As a result of the University of Texas being smack dab in the middle of Austin, most of the affordable apartments are occupied throughout the majority of the year. Therefore, only the higher-end luxury apartments are available to rent. Although the average rent of $1,170 is in-line with the bottom five on this worst places to rent list, the real issue is occupancy of moderately-price rentals. The Austin apartment rental vacancy rate is 5.48% with the majority of that percentage being high-end rentals.
Like many of the cities on the list, Atlanta is experiencing a luxury apartment boom across many neighborhoods in the city. Many of these luxury apartments are an all-inclusive living area including dining, gym, bank, nightlife and shopping. The only reason you would ever need to leave is to go to work. These luxury apartment buildings also have an array of weekend activities to keep the residents interacting. The other factory that is driving up rents is that there are few new low-to-moderate income housing units being developed. The average monthly rent is $1,250 with a vacancy rate of 8.42%.
The sprawling Metroplex is seeing rent rates soar as well. There are many new constructions being built in downtown and Uptown Dallas as Millennials flock toward the city core to be close to work. Dallas is one of the leading cities in the nation in employment gains thus creating higher demand for apartments and raising rent prices. At this time, apartment construction in Dallas is at the highest point in close to 30 years. As a result, the average rent is $1,190 while the apartment vacancy rate is 5.1%.

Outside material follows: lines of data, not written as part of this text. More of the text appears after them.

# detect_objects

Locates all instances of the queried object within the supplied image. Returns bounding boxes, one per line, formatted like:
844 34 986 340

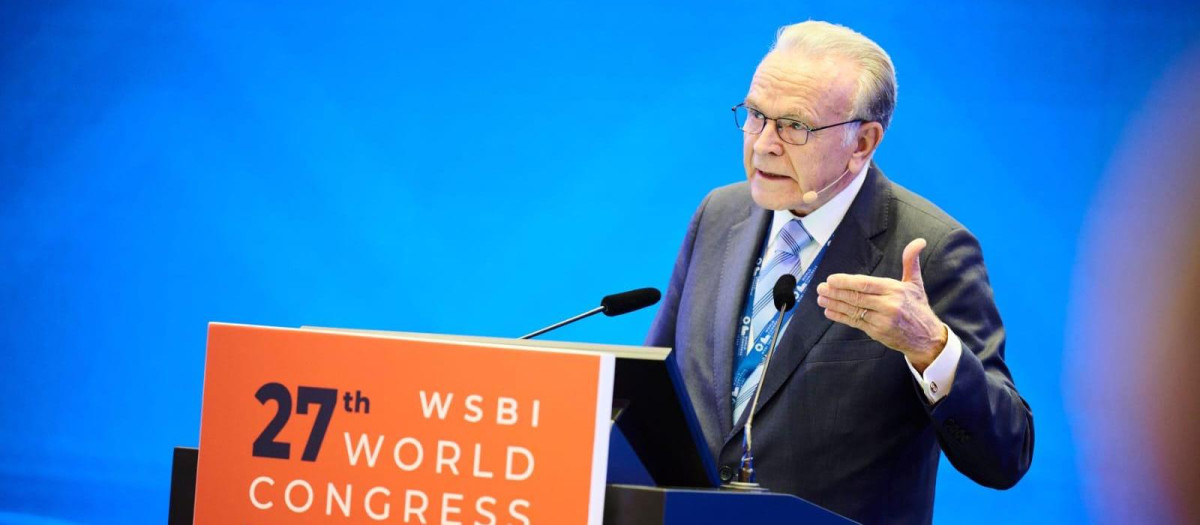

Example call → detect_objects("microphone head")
773 273 796 312
600 288 662 318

Denver boasts a robust business environment which has cause the economy to draw out-of-state residents searching for jobs. Part of the robust business environment is the continuous launching of new businesses. Several studies note that Denver is one of the best cities in the U.S. to start a business thus drawing new talent. In addition to starting new businesses, many companies are relocating to Denver to take advantage of skilled talent and tax cuts. All of these business-based additions have placed a high demand on rent thus driving up the cost. The average monthly apartment cost is $1,250 with a vacancy rate of 6.8%.
The average rent in Portland is $1,330 with a vacancy rate of only 2.21%. Portland is experiencing a new housing boom which is pushing rents to some of the highest levels ever. Developers are flocking to the city to construct high-end apartments. Also, developers are building “a-pod-ments” which are micro-units of around 250 square feet at a cheaper price. However, the buildings holding these tiny apodments are taking up valuable space.

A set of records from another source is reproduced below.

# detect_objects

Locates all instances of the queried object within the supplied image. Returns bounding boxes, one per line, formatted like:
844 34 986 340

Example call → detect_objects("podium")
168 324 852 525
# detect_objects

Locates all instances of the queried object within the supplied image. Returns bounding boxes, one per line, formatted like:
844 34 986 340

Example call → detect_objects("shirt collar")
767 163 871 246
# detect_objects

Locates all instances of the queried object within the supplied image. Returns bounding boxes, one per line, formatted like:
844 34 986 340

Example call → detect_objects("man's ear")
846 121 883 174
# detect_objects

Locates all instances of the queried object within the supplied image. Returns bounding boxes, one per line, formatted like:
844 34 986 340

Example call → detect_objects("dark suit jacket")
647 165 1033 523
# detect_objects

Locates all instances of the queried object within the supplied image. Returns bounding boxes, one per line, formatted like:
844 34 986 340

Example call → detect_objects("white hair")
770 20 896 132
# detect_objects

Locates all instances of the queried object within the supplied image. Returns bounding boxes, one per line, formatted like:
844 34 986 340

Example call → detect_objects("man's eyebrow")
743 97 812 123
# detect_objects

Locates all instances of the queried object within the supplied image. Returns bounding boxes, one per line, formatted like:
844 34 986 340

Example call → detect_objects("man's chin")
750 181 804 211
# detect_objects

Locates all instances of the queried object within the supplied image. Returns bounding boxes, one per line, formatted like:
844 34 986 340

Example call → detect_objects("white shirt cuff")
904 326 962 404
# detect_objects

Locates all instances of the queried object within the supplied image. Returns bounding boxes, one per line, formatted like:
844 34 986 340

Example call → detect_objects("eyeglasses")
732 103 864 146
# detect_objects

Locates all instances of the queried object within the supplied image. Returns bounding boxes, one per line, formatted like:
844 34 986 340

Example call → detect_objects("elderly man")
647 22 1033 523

Like most other northeastern cities where space is limited, Philadelphia ranks in the top 20 worst places to rent. Philadelphia is a historical city where residents do not want to change the landscape of the area. Within certain neighborhoods of Philadelphia, there are local restrictions that do not allow for new constructions higher than a specific height. This limits larger development and causes rents to increase in those neighborhoods as they become more desirable. The average rent in Philadelphia is $1,409 with a vacancy rate of 7.11%.

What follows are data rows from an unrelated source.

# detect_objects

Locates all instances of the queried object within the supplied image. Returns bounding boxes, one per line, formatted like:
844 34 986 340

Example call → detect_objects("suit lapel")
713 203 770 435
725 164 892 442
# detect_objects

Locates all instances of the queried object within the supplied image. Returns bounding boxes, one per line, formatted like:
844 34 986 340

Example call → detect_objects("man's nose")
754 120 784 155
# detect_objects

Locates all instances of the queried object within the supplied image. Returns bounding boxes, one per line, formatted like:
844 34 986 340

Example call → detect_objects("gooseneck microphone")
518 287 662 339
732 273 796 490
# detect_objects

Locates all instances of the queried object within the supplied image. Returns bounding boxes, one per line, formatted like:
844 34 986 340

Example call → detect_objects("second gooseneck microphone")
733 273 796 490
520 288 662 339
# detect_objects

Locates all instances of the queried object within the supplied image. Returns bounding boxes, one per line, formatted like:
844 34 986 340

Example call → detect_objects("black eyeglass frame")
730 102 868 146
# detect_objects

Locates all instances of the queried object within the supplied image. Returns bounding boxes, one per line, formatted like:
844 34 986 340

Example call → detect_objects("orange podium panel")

Seattle is ranked as one of the fittest cities in America. Despite the brief periods of rain, the city is hip and desirable with a moderate climate. As a result, there are more residents ditching their car and moving into the city to rent. This has increased demand while decreasing supply of affordable apartments. The average rent in Seattle is $1,420 with a 3.5% apartment vacancy rate.
Palm Beach, Florida
At the northern most point of the Miami Metropolitan Area, Palm Beach is a luxurious area for those who have money. It is a mix of retiree’s and a younger family crowd with a few exceptions. As a result of the luxurious amenities and lack of buildable space, rent prices continue to grow. The average monthly rent is $1,437 with a 4.2% vacancy rate.
Fort Lauderdale, Florida
Similar to Palm Beach, Fort Lauderdale is also wedged between the Atlantic Ocean to the east, the nationally-protected Everglades to the west, Palm Beach to the north and Miami to the south. What remains is a limited amount of developable land. As a result, residential construction companies must build up which costs much more money than building out. The supply of land is at a premium so rents continue to increase. The average monthly rent in Fort Lauderdale is $1,427 with a 3.6% vacancy rate.
Northern New Jersey
In an effort to escape New York City rents, many former-residents have flocked to Northern New Jersey. In some instances, commute times have improved and these residents can get a lot more space for their money. Also, in cities like Newark, there are many section 8 housing complexes which consume space making land premium and driving up rental costs. The average monthly rent in Northern New Jersey is $1,966 with a vacancy rate of 2.8%.
San Diego, California
Beautiful sun, beaches and people are some of the many factors attracting young professionals to the San Diego area. As a result, residents are seeing limited supply of housing options thus drastically increasing rents. Also, many management companies continue to take advantage of low interest rates that allow them to renovate existing units and increase rents once lease terms end. In other instances, the management companies are just raising rents without justifying the increase. San Diego’s average monthly rent is $1,668 with an apartment vacancy rate of 3.4%.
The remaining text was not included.